The overarching issue here is what disposition is required to restore public confidence in the justice of the peace and in the administration of justice generally. Where a hearing panel of the JPRC makes adverse credibility findings against a justice of the peace, this will be an aggravating factor in the assessment of the appropriate remedial disposition. The nature and strength of the adverse credibility finding will play into the analysis, but the fact remains that the public trust in a member of the judiciary will be shaken whenever an adverse credibility finding is made against them. (Disposition Decision, paras. 98 and 99)
[66] The nature and extent of the adverse credibility findings made against the Applicant were proper considerations on disposition, and the majority’s approach to this issue was reasonable.
- The issues stated above, individually and taken altogether, render the majority’s disposition unreasonable.
[67] I do not find favour with any of the Applicant’s submissions, and therefore need not consider whether individually or collectively they render the majority’s decision unreasonable.
[68] In my view, the Review Council gave thorough and thoughtful reasons for the Merits Decision, and the majority gave thorough and thoughtful reasons for their Disposition Decision.
[69] I have not analysed the minority’s disposition reasons, because that is not necessary to do so to dispose of this application. I would note here, however, that I found the minority’s reasons also to be thorough and thoughtful. Their focus was on the minority’s hope that her proposed disposition would lead the Applicant to a proper understanding of the nature and extent of her misconduct. The majority was not satisfied that hope was sufficient to maintain confidence in the administration of justice if the Applicant is not removed from office. For all the reasons given, I find that conclusion is reasonable on the record in this case.
Disposition and Costs
[70] I would dismiss the application for judicial review. The respondent Review Council does not seek costs and none are ordered.

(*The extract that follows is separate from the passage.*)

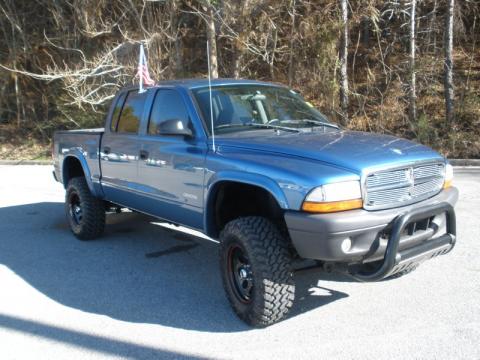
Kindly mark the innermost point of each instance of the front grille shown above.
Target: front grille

[71] I would not leave this matter without noting that counsel on both sides provided superb written and oral assistance to the court, for which I am grateful.
“D.L. Corbett J.”
I agree: “Sachs J.”
I agree: “J.A. Ramsay J.”
Date of Release: October 18, 2023
CITATION: Gibbon v. Justice of the Peace Review Council, 2023 ONSC 5797
DIVISIONAL COURT FILE NO.: 541/22 DATE: 20231018
ONTARIO SUPERIOR COURT OF JUSTICE DIVISIONAL COURT
Sachs, D.L. Corbett and J.A. Ramsay JJ.
BETWEEN:
Justice of the Peace Anna Gibbon Appellant
– and –
Justice of the Peace Review Council Respondent
REASONS FOR DECISION
D.L. Corbett J.
Date of Release: October 18, 2023
[^1]: A copy of the Merits Decision may be found at: 2022-gibbon-reasons-EN.pdf (ontariocourts.ca). [^2]: A copy of the Disposition Decision may be found at: Justice of the Peace Anna Gibbon (ontariocourts.ca). I would suggest that it would be consistent with the transparency that should characterize judicial discipline proceedings for JPRC decisions to be assigned neutral citations and distributed for publication on legal databases, in the same manner that judicial decisions and the decisions of other tribunals (including other discipline tribunals) are disseminated. [^3]: The facts set out in this section are taken from the Review Council’s Merits Decision. Except where otherwise referenced below, the facts set out in this summary were agreed or uncontested as noted in paras. 43-129 of the Merits Decision. [^4]: A copy of this decision may be found at: Concerning a Complaint about the Conduct of Justice of the Peace Anna Gibbon (ontariocourts.ca).